Vallejo: ¿Huevos prehistóricos? ¡Prehistóricos serán los tuyos, güevón! No hay huevos «prehistóricos». Los huevos son del Triásico y del Jurásico, o sea de hace doscientos millones de años, cuando los pusieron los dinosaurios, y nada tienen que ver con la prehistoria, que es de hace diez mil o veinte mil.

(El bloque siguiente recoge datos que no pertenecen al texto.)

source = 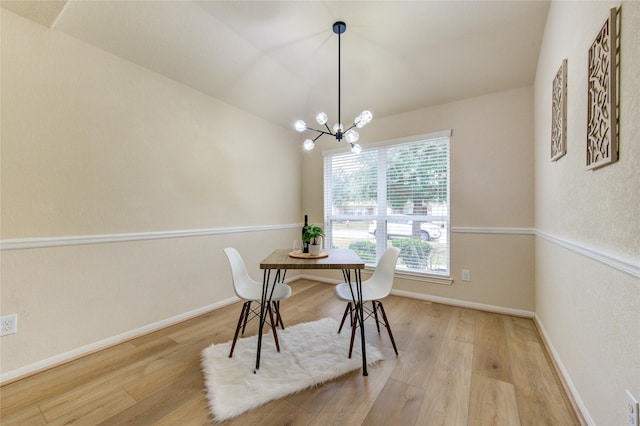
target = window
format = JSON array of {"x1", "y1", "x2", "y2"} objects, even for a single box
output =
[{"x1": 324, "y1": 131, "x2": 450, "y2": 276}]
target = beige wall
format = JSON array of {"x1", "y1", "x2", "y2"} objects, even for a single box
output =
[
  {"x1": 535, "y1": 1, "x2": 640, "y2": 425},
  {"x1": 0, "y1": 9, "x2": 301, "y2": 374},
  {"x1": 303, "y1": 87, "x2": 534, "y2": 312}
]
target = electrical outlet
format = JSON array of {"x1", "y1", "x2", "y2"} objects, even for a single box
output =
[
  {"x1": 0, "y1": 314, "x2": 18, "y2": 336},
  {"x1": 624, "y1": 389, "x2": 638, "y2": 426},
  {"x1": 462, "y1": 269, "x2": 471, "y2": 281}
]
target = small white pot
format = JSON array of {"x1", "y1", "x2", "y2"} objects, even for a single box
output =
[{"x1": 309, "y1": 244, "x2": 322, "y2": 256}]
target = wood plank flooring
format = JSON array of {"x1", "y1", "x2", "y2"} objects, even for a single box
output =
[{"x1": 0, "y1": 280, "x2": 580, "y2": 426}]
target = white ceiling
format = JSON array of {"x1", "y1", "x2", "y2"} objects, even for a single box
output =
[{"x1": 2, "y1": 0, "x2": 549, "y2": 126}]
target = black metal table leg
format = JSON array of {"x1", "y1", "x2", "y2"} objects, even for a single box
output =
[
  {"x1": 354, "y1": 269, "x2": 369, "y2": 376},
  {"x1": 253, "y1": 269, "x2": 286, "y2": 374},
  {"x1": 342, "y1": 269, "x2": 369, "y2": 376},
  {"x1": 253, "y1": 269, "x2": 271, "y2": 374}
]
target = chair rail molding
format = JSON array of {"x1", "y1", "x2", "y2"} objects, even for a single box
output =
[{"x1": 0, "y1": 223, "x2": 302, "y2": 250}]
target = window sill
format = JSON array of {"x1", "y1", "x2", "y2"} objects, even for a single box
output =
[{"x1": 365, "y1": 267, "x2": 453, "y2": 285}]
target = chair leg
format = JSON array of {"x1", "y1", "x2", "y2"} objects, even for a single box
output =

Nota: quizá, este haya sido el comentario de Vallejo que me ha llamado a hacer la contracrítica. Al leerle esto he pensado algo así como (y con o sin perdón) menuda gilipollez. Todo el relativo valor crítico de Vallejo se deshace aquí en una pataleta sin argumento. Usar huevos prehistóricos es más que correcto. La literatura creativa, sobre todo en el versatilísimo español, nos permite jugar con lo que en otras materias es correcto o incorrecto. Esto no es un libro de ciencias. Ya sabemos que La Prehistoria (con mayúscula y en el caso de que Márquez la hubiese referido así) es un período posterior a los huevos de dinosaurio y, de hecho, no existían huevos así en La Prehistoria. Sin embargo, en la literatura que nos toca se hace mención no a un período concreto, sino a la perspectiva imaginaria que todos los lectores de a pie (sin envidias desbocadas) suponemos como de la muy confusa y enmarañada época en que vivieron esos dichosos reptiles gigantes (si es que me van a apuntillar ahora a mí si eran o no reptiles o dinosaurios, que creo que es distinto). No hay lugar a la crítica en este párrafo. Es pasarse de listo. En todo caso, los huevos de dinosaurios son y serán siempre prehistóricos, porque es obvio que es inequívocamente prehistórico todo cuanto existió antes de la historia del hombre.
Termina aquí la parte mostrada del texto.